Tag Archives: couchdb

CouchDB for call analysis data – a case study

At Nu Echo, we’ve been developing and refining our own VoiceXML application framework for years now. As part of our nth rewrite (and I’ll talk more about that rewrite and why we did it in another post), we decided to experiment with CouchDB. (For those new to CouchDB, it’s a schema-less document-oriented database. A so-called NoSQL database.)

The first area where we saw a fit for CouchDB was the storage of call analysis data. This data consists of various attributes associated with a call, information about each interaction (like recognition results) and each transaction (groups of interactions). It can also be augmented with the recordings saved by the ASR engine. Call analysis data is used by our call viewer tool to listen to calls, search for calls exhibiting some specific caller behaviors, produce reports, etc.

In the previous incarnation of our framework, call analysis data was stored on disk in a plain text file, and optionally in a SQL database. Due to the richness of our model, the SQL schema consisted of about 15 tables. And the representation of the same data in the text file was quite complex (tab-separated values, with some fields encoded in JSON format). At the end of each call, data collected during the call was stored on disk and optionally stored in the SQL database. We also had a script that could read all the files on disk and push the data in the SQL database at a later time.

Adding support for CouchDB

The very first step toward our support of CouchDB consisted in rewriting the serialization code to produce JSON-encoded call analysis data instead of our complicated text format.  Now, data for  a call is written as a single JSON object, one per line, prefixed by the call Id. This greatly simplified the code to read data back into memory.

The next step was to write a script to push the data to CouchDB. The script simply reads the call data, one call per line, and PUTs them to CouchDB in batches of 100 calls using the bulk API in order to increase performance.

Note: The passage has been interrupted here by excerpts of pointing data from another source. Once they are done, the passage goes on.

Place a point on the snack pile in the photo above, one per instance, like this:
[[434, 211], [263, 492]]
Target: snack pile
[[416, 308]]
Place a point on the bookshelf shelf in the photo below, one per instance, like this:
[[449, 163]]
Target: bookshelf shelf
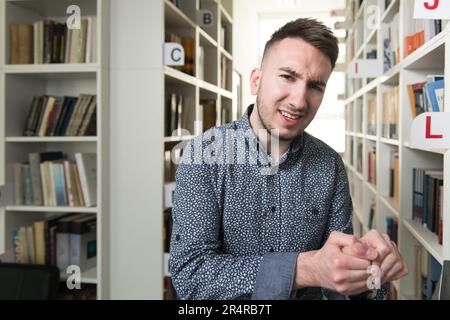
[[441, 151], [428, 239], [391, 205], [207, 94], [390, 11], [175, 18], [205, 39], [226, 94], [391, 142], [177, 139], [51, 209], [51, 68], [87, 277], [395, 158], [225, 15], [371, 187], [32, 80], [50, 139], [226, 53], [179, 76], [396, 285]]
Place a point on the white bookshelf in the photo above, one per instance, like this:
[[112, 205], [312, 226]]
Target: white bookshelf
[[18, 85], [182, 20], [140, 84], [432, 58]]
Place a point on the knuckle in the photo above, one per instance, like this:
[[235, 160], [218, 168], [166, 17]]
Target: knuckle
[[339, 263], [384, 250], [338, 277], [342, 289]]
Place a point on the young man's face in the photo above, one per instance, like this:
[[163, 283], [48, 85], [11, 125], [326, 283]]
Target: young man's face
[[290, 86]]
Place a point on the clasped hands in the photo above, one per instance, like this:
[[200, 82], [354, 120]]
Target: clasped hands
[[344, 263]]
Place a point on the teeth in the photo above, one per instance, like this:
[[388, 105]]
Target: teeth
[[287, 115]]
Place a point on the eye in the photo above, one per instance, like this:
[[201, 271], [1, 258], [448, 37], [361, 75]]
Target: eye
[[288, 77], [316, 87]]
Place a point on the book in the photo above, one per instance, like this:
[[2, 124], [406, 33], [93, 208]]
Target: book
[[87, 169], [83, 242]]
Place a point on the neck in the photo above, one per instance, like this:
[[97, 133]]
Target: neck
[[264, 136]]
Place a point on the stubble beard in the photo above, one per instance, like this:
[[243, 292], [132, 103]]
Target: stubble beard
[[265, 123]]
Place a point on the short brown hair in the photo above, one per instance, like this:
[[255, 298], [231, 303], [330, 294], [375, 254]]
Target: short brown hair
[[311, 31]]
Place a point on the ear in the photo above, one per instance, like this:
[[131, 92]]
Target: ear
[[255, 79]]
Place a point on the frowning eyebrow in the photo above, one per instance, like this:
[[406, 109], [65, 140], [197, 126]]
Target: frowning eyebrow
[[316, 82]]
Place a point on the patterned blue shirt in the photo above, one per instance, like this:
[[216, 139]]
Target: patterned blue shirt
[[237, 230]]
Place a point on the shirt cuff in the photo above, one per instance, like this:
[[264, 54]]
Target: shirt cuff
[[275, 277]]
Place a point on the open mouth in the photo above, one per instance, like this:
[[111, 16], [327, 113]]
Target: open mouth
[[290, 119]]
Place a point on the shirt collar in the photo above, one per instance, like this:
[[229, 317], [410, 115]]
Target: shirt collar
[[244, 124]]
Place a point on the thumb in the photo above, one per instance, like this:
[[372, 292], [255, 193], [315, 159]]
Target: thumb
[[341, 239]]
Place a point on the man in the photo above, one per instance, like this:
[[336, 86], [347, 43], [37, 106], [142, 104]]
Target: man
[[243, 230]]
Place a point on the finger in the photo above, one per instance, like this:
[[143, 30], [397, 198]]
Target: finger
[[396, 272], [377, 241], [353, 263], [355, 276], [357, 288], [399, 270], [360, 250], [341, 239], [389, 266]]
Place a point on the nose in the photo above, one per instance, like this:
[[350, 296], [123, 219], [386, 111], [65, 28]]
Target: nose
[[298, 96]]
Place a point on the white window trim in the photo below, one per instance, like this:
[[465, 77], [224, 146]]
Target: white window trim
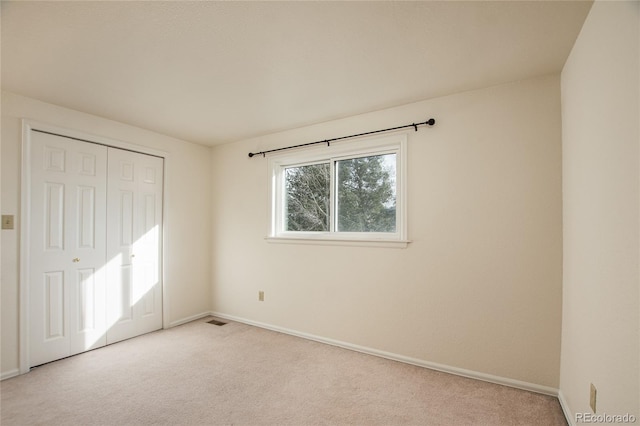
[[342, 150]]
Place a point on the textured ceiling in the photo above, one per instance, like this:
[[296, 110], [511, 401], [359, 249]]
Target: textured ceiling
[[215, 72]]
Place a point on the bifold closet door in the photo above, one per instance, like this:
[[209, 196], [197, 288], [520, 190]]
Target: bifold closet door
[[134, 241], [67, 244]]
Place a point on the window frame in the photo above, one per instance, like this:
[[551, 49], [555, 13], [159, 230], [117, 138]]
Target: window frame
[[345, 150]]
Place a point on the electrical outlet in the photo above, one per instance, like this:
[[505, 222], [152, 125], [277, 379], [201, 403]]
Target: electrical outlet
[[7, 221]]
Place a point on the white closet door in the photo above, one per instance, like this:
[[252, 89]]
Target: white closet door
[[134, 224], [67, 247]]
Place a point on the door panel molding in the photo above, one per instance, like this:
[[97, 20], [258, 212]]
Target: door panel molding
[[86, 166]]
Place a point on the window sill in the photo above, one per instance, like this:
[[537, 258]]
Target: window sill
[[401, 244]]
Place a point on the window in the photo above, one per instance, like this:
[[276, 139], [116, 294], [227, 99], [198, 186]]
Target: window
[[350, 192]]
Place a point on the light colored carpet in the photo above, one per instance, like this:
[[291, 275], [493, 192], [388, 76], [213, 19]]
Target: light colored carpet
[[202, 374]]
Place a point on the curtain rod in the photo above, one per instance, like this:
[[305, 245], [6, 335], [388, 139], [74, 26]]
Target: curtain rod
[[430, 122]]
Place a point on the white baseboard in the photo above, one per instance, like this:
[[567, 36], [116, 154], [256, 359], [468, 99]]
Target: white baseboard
[[565, 408], [189, 319], [401, 358], [9, 374]]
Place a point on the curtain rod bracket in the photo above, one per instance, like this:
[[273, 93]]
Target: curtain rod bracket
[[430, 122]]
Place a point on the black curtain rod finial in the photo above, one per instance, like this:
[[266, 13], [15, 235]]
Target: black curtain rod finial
[[430, 122]]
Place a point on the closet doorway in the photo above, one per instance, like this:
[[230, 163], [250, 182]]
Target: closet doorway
[[94, 260]]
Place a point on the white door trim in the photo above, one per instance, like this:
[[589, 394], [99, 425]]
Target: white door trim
[[25, 228]]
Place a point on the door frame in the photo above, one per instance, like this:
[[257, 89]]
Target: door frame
[[25, 229]]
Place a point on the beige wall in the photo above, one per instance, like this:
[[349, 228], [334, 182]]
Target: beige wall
[[187, 272], [600, 115], [479, 288]]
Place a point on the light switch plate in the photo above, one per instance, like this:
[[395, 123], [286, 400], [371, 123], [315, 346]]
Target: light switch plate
[[7, 221]]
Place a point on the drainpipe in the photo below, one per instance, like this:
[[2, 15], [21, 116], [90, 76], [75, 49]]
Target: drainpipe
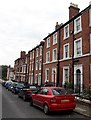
[[73, 57], [58, 58], [42, 65]]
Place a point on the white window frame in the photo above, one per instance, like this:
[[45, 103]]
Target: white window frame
[[32, 78], [66, 67], [32, 66], [90, 43], [90, 72], [41, 50], [65, 28], [33, 54], [36, 52], [30, 55], [55, 38], [75, 25], [39, 79], [90, 17], [65, 51], [40, 63], [47, 56], [48, 42], [46, 76], [36, 64], [53, 54], [36, 79], [24, 68], [54, 69], [75, 50]]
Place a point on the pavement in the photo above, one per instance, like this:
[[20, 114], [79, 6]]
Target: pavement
[[83, 107]]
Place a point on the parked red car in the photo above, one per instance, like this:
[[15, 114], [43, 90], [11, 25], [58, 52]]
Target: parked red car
[[53, 99]]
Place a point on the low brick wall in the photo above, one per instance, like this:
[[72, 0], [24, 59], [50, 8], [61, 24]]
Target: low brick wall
[[83, 106]]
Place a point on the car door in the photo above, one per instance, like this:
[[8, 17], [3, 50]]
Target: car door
[[41, 97]]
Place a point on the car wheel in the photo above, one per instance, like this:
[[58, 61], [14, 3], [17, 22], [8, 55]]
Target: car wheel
[[46, 109], [31, 102]]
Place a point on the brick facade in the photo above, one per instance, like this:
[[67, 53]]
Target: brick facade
[[66, 52]]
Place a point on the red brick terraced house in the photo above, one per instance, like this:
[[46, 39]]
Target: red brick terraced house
[[66, 53], [69, 58], [20, 67], [35, 63]]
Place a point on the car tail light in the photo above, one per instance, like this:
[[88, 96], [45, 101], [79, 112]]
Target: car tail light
[[29, 91], [53, 101]]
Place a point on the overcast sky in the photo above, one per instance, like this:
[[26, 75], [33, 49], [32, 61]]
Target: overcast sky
[[24, 23]]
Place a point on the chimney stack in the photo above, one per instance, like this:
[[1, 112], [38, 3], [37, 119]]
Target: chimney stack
[[22, 54], [73, 10]]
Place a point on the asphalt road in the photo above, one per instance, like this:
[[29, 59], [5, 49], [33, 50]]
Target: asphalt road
[[14, 107]]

Finally, we had to rewrite the part of our call viewer tool connecting to a database to retrieve calls data matching some patterns. It relies on some simple CouchDB views, but not that much in order to be as independent as possible of the database layer (it is possible to retrieve calls from text files as well from the call viewer).

Benefits

We obtained several benefits by moving to CouchDB:

  1. Performance – Loading call analysis data in the CouchDB database is way faster than putting the same data in a MySQL database. Our preliminary results show a speed up factor of about 100 (this does not take the loading of audio recordings into account, though). Ok, we are comparing apples and oranges. CouchDB does not update the view indexes until they are requested, while MySQL updates its indexes as rows are inserted. And only a single document is inserted in CouchDB, compared to lots of rows in more than 15 tables in SQL. On the other hand, if insertions are done at application runtime (after the completion of the call), you better do it fast, especially if the IVR handles many hundred (if not thousand) ports.
  2. Evolution – Making modifications to a complex schema is painful, especially when you have applications deployed in the field. As documents do not have to follow a rigid schema, it is much easier to adapt our code to multiple versions.
  3. Attachments - Even if audio recordings can be stored in a traditional SQL database as blobs, a custom application is still required to access them. With CouchDB, recordings are stored as attachments to the JSON document for the corresponding call. Moreover, these recordings are easily accessible by other tools since CouchDB is itself a webserver and all documents and attachments have a URL.

Conclusion

Of course, there is no panacea and CouchDB is no exception. There are still some aspects of our system for which CouchDB does not provide a better solution than an SQL database. One of them is the support for custom queries. In the call viewer tool, it was possible to write custom SQL queries to find calls matching very specific criteria. Of course, CouchDB supports temporary views to do something equivalent. The main problem is the time taken to build the view. When hundreds of thousands or even millions of calls are processed, creating a temporary view can take a long time (several minutes).  Not so good for an interactive tool.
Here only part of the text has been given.